Watford City Ranchers Gene and Jesse Veeder Scofield and husband Chad Scofield after moving cattle [Photo: submitted Dirk Wierenga]

Wierenga stated that he had easily driven over 150,000 miles on Highway 2, and that the documentary took two years to make. It covers all four seasons and can be broken down into four segments: 

Fall — Focuses on heritage and challenges in the land.  

Winter — Deals with extraction in the Northern Tier (particularly iron ore). 

Spring — Is about farmers, planting, preparation, branding, and forestry. 

Summer — Concludes with the harvest/rebirth experience in rural America.   

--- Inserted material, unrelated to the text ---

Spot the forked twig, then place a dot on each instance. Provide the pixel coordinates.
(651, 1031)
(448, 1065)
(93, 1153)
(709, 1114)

Cory and Scott Johnson after harvest [Photo: submitted by Dirk Wierenga]

Wierenga is the official filmmaker, his friend Vern Jones is the producer, and the documentary is published by Principia Media LLC. 

Now that the fruit of his labor is complete, people have an opportunity to watch the documentary and participate in an open panel discussion afterwards. Tickets are $15 and are available at MSO’s website or www.eventbrite.com. All proceeds will benefit the MSO. 

COVID-19 guidelines as mandated by Minot State University will be followed. Social distancing and masks are not required at this time, but this is subject to change.